Owner Host Marriott may sell the 70-acre parcel or develop it as something else, said Paul Gilbert, lawyer for the Maryland-based company.
“We’ve been negotiating with two entities, and it’s our hope to announce future plans in the very near future,” Gilbert said. That could happen as soon as 30 to 45 days, he said.
The golf course, tennis courts and clubhouse, which includes a fitness facility, will remain open for awhile, Gilbert said.
“There is no set time to close them,” he said. “We’re hoping they can remain open until Host Marriott determines the future development.” Town officials and many community members have said they hope at least a portion of the property will include a hotel. Gilbert said Host Marriott is, “making no commitments.”
The lush property, which basks in the shadow of Camelback Mountain at 56th Street and Lincoln Drive, was zoned for 1-acre residential lots before it even was a part of Paradise Valley, Gilbert said. When the hotel was built, it got an exception to the zoning.
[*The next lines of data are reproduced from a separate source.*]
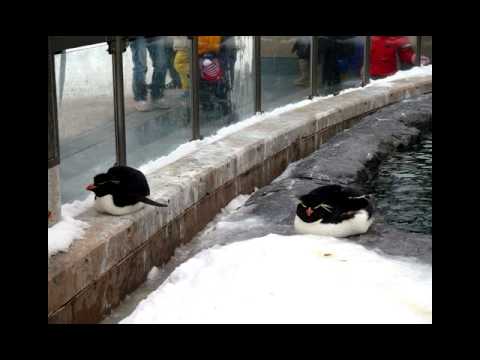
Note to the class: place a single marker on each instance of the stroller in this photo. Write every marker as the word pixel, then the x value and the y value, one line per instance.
pixel 216 83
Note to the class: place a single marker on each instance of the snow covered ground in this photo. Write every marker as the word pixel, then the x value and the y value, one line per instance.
pixel 285 279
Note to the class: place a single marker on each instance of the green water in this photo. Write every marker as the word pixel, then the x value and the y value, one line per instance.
pixel 403 188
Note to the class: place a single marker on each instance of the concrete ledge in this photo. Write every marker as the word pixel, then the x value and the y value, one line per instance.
pixel 117 252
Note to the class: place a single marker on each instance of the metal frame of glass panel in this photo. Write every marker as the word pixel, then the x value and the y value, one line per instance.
pixel 314 67
pixel 195 85
pixel 366 61
pixel 116 47
pixel 257 70
pixel 418 51
pixel 53 141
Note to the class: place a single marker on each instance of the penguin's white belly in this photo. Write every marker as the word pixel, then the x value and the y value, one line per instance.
pixel 105 204
pixel 358 224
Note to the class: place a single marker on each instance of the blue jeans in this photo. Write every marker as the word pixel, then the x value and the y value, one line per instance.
pixel 156 50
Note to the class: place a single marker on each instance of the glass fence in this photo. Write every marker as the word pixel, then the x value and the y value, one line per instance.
pixel 285 70
pixel 85 117
pixel 157 96
pixel 159 89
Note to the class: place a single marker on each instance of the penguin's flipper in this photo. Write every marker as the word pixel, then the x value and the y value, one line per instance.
pixel 151 202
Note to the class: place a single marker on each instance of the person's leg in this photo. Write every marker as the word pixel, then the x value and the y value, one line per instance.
pixel 139 59
pixel 170 53
pixel 156 49
pixel 182 67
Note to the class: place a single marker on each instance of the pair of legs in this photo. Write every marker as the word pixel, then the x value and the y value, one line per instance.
pixel 156 49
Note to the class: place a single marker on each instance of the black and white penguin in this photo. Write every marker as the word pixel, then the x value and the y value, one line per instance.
pixel 334 210
pixel 122 190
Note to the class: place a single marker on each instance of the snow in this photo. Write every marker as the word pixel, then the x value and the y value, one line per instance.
pixel 153 273
pixel 291 279
pixel 62 234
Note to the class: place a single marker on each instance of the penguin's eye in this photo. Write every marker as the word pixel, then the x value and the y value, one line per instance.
pixel 324 206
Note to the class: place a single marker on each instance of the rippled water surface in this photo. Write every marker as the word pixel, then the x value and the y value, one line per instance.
pixel 403 188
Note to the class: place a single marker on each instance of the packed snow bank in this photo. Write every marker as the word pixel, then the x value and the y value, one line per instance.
pixel 62 234
pixel 291 279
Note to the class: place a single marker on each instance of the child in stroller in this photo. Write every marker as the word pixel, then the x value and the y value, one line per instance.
pixel 216 61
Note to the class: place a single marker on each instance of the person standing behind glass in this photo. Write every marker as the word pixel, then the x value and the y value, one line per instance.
pixel 388 53
pixel 181 46
pixel 301 48
pixel 170 53
pixel 155 45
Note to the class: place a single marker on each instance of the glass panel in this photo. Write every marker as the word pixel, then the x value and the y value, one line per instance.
pixel 388 54
pixel 427 47
pixel 157 100
pixel 340 61
pixel 226 81
pixel 51 140
pixel 85 117
pixel 285 62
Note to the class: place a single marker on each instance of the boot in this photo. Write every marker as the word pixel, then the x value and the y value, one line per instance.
pixel 304 66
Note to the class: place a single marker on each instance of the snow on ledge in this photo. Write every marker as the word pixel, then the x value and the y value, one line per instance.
pixel 62 234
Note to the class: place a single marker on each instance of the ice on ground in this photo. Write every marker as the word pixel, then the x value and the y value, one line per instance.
pixel 291 279
pixel 153 274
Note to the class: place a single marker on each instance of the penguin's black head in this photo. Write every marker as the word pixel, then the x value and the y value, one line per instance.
pixel 104 184
pixel 312 208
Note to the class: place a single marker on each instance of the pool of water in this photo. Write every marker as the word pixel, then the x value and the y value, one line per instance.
pixel 403 188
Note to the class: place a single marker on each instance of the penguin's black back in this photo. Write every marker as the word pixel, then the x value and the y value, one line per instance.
pixel 132 186
pixel 343 201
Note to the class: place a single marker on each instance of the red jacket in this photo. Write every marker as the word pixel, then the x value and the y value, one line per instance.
pixel 383 54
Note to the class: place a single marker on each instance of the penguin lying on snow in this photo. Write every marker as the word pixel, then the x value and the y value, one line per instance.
pixel 334 210
pixel 122 190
When Paradise Valley annexed the property it granted an “entitlement as a nonconforming use,” Gilbert said.
That would indicate that either homes or a hotel or both would be acceptable options for the property’s future, although that matter is still in dispute.
Mountain Shadows employed about 250 people in the height of the winter tourist season, said Jim Ryan, the resort’s last general manager.
Only about 100 were still on board at the end.
They work for Marriott International, which manages the property but is a separate company from Host Marriott. Marriott International has found jobs at other properties for about 80 percent of those who wanted to stay with the company, Ryan said. He is one of the 20 percent on severance.
“The miracle here has been the (employees),” Ryan said. “They were committed to the last.” Several returned to their former workplace this week to say goodbye.
“It’s very sad time. We considered this our home,” said Jim Rose, who was general manager from 1987 to 2002. “It’s been a great run for Mountain Shadows. She gave us everything she had, right to the last moment.”
Loretta Armigo worked in Mountain Shadows’ beauty salon for 20 years before she retired nine years ago.
“I have a lot of great memories,” she said. Armigo remembers such celebrities as Lanie Kazan, Liz Taylor and the McGuire Sisters having their hair styled.
“That Dorothy McGuire — she was a nice gal,” Armigo said.
While the employees move on with their memories, nearby residents such as Murdock are staying put and grieving the loss of the resort. “We bought our home here because of this hotel,” Murdock said.
So did Libby Williams and her husband, who, like the Murdocks, moved into one of the residential communities clustered around the resort and used the facilities as the hub or their social lives.
“It just made this the perfect place to live,” Williams said. “When family would come to visit, it was so marvelous to just order room service.”
Gusty Ganoni remembers dancing on weekends to the swing band at the Crystal Room, rubbing elbows with such famous folks as Sammy Davis Jr., John Wayne and Bob Hope, who stayed at Mountain Shadows every January until 1994 during the Phoenix Open golf tournament. Steve Hart, now general manager of the JW Marriott Resort at Desert Ridge in Phoenix, was food and beverage manager at Mountain Shadows in the early 1980s. Hart remembers escorting JW Marriott himself around the property and bumping into Hope. The two giants sat and chatted for four hours, Hart said, while he hung on their words.
At least one person has even older memories of the property.
Penny Spray, daughter of Jim Paul, who built the resort in 1959, trained her quarter horses on the property in the 1950s. Another world-famous funny man, Jerry Lewis, stayed in her family’s home while he made movies in the area.
Spray is disappointed in Host Marriott’s decision to close the resort instead of restoring it to its former elegance.
“It’s a far better property than Camelback Inn,” Spray said of a top-of-the-line Marriott-run resort down the road. “And my father feels exactly as I do.”
Paul, now 92, built the resort in 1959 after purchasing the property from a Texas multimillionaire. Mountain Shadows opened Jan. 15, 1959.
In 1964, Paul sold it to Del Webb Corp., and moved on to his next endeavor, Rawhide, an 1880s-era replica Western town that he built in the north Scottsdale desert to house his extensive collection of Old West memorabilia. Marriott Corp., which later spawned Host Marriott and Marriott International, bought the resort in 1981.